US authorities have arrested a Chinese national on hacking charges related to security breaches at the United States Office of Personnel Management (OPM), the insurer Anthem and other high-profile cases.
Yu Pingan was arrested last week shortly after disembarking at Los Angeles International Airport, according to the US Department of Justice.
The move is one of the first such actions against a Chinese citizen since a September 2015 hacking accord between the US and China. Computer security firms have said that the number of Chinese state-sponsored attacks on US companies appear to have dropped significantly since that deal, but industry observers have argued this may only signal a shift towards methods that are more difficult to detect.

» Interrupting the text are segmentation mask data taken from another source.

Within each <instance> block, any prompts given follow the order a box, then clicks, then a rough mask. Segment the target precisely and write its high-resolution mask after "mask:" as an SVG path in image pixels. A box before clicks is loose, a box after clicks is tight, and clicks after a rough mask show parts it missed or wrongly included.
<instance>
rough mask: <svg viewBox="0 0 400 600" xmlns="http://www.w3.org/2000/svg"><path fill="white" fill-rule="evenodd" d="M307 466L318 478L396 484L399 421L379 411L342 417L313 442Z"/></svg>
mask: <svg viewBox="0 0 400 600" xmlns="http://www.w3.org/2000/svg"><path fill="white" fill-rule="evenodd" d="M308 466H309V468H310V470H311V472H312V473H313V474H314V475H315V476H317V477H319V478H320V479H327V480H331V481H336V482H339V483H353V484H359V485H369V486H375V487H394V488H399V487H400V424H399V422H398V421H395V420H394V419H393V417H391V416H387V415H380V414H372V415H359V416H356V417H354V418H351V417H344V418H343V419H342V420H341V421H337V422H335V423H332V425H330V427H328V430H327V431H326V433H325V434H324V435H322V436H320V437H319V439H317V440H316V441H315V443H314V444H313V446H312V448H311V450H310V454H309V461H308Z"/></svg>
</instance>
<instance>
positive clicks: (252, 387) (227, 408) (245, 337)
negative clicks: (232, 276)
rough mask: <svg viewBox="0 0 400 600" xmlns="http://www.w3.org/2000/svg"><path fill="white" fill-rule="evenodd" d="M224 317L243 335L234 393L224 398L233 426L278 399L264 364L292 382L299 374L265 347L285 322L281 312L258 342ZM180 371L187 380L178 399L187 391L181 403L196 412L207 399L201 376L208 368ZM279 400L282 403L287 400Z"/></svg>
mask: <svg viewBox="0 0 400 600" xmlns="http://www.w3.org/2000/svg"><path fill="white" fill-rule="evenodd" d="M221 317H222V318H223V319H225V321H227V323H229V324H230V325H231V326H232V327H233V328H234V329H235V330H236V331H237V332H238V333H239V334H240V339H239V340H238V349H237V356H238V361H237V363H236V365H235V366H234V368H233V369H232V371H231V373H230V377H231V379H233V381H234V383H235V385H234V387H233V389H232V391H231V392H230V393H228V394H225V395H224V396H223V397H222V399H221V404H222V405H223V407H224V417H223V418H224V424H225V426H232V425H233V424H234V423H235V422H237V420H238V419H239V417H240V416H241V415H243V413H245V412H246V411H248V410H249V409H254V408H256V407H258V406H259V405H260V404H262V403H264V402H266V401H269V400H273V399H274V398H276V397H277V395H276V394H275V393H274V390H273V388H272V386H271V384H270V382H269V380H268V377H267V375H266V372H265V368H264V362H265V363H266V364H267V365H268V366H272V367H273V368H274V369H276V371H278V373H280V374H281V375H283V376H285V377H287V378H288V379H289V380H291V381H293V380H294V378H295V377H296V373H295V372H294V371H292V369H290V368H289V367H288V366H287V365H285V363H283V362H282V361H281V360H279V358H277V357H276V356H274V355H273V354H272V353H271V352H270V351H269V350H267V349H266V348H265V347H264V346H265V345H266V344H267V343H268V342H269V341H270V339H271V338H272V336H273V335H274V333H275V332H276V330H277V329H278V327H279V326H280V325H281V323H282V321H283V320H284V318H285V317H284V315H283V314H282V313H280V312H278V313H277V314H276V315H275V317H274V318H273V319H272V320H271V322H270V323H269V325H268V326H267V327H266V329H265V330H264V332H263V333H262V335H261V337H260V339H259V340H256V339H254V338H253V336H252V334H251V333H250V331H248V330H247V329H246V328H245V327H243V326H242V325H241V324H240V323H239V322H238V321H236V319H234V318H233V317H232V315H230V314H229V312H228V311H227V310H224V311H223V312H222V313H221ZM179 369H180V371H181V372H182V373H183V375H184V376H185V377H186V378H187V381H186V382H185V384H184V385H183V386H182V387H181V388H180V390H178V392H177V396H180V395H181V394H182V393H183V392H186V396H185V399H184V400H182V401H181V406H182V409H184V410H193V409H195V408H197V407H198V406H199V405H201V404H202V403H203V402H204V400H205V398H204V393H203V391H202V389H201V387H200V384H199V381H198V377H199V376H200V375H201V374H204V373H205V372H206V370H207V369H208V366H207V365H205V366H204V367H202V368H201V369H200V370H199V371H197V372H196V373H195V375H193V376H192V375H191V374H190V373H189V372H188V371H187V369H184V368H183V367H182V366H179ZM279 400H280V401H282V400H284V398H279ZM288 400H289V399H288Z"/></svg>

In October 2015 Chinese president Xi Jinping and then-British prime minister David Cameron jointly announced a comparable agreement during a state visit by Xi to the UK.
Yu was charged with using hacking tools including Sakula, which has only been used in a few cases, including the OPM attack in 2014 and the Anthem breach in 2015. The OPM and Anthem weren’t specifically mentioned in the charges.
The Justice Department said the attacks in question were carried out between 2011 and 2014 and used false web domains and previously unknown software vulnerabilities to gain access to computer systems.
In one of the attacks mentioned in the complaint the attackers used malicious code hosted at an address spelled similarly to that of Los Angeles company Capstone Turbine to target companies. The same technique was used in the attacks on Anthem and other health insurers.
The 2014 OPM breach, discovered the following year, involved the theft of extensive personal information on millions of government employees. The data included addresses, health and financial histories, fingerprints and other details on individuals who had been subject to background checks by the US government.
A resident of Shanghai, Yu is an expert in programming and network security, according to the complaint. Yu’s lawyer said he is a computer science teacher.
The FBI said it tracked the attacks named in the complaint by tracing their IP addresses and hacking tools and by monitoring their online communications.